Paralelamente, no ensino Superior, as universidades continuam com educação a distância e online. Tanto os conteúdos programados quanto as provas continuarão nas datas previstas, com as adaptações necessárias. Facilita-se o retorno de estudantes Erasmus+ que tiveram seus estudos interrompidos pela pandemia e permanecem os programas de bolsas de estudos para docentes e pesquisadores no exterior assim como com as bolsas dos estudantes. O Ministério de Universidades e o Conselho de Reitores promovem una plataforma, Conectad@s: “a universidade em casa” de apoio à comunidade educativa de ensino superior. Ainda não foi decidida a data de volta das aulas presenciais, mas levando em conta que o curso escolar na Espanha se encerra em junho, é possível que as escolas abram nos últimos dias de junho, ou não abram até o próximo curso em setembro, ainda não está decidido.
Embassy – A embaixada está fazendo atendimento consular? De que forma está sendo dada a assistência aos espanhóis que vivem no Brasil?

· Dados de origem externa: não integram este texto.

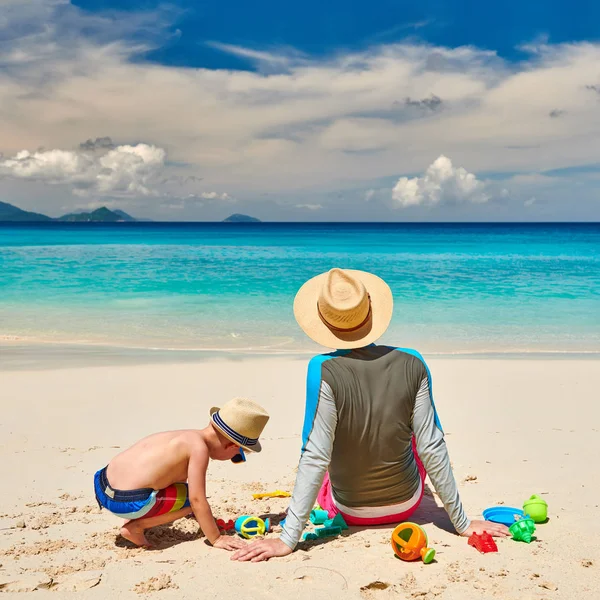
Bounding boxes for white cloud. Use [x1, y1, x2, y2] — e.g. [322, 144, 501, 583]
[296, 204, 323, 210]
[392, 155, 491, 207]
[200, 192, 233, 200]
[0, 144, 166, 197]
[0, 0, 600, 216]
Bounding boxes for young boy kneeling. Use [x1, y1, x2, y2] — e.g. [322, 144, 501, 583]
[94, 398, 269, 550]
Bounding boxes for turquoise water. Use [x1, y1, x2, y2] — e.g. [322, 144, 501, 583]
[0, 223, 600, 353]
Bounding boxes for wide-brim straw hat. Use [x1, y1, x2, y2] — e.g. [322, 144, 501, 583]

A Embaixada continua prestando atendimento consular, tanto por meio da sua Seção Consular como dos quatro Consulados Gerais do nosso país presentes no Brasil: em São Paulo, Rio de Janeiro, Salvador de Bahia e Porto Alegre. Embora o atendimento presencial ao público tenha sido limitado a casos urgentes em cumprimento das restrições impostas pelas autoridades, por meio de seus correios eletrônicos e telefones de emergência, os Consulados continuam atendendo todos os dias, 24 horas por dia, os cidadãos espanhóis que recorreram à nossa ajuda. Também foram respondidas numerosas consultas de cidadãos brasileiros. Além disso, a atuação consular foi coordenada em Brasília com as seções consulares de outros países da UE através da Delegação da União Europeia. Um caso que requereu especial esforço de nossos serviços consulares durante este último mês foi o dos espanhóis não residentes no Brasil que se encontravam aqui a turismo, negócios ou estudos. Estes cidadãos se encontraram, em muitos casos, com problemas para retornar nas datas previstas, assunto que estivemos acompanhando permanentemente, tratando de ajudar caso por caso e de facilitar o retorno deles à Espanha. Ainda temos alguns destes casos, aos que estamos dando prioridade, tanto para facilitar o retorno quanto, em alguns casos, para prestar assistência consular.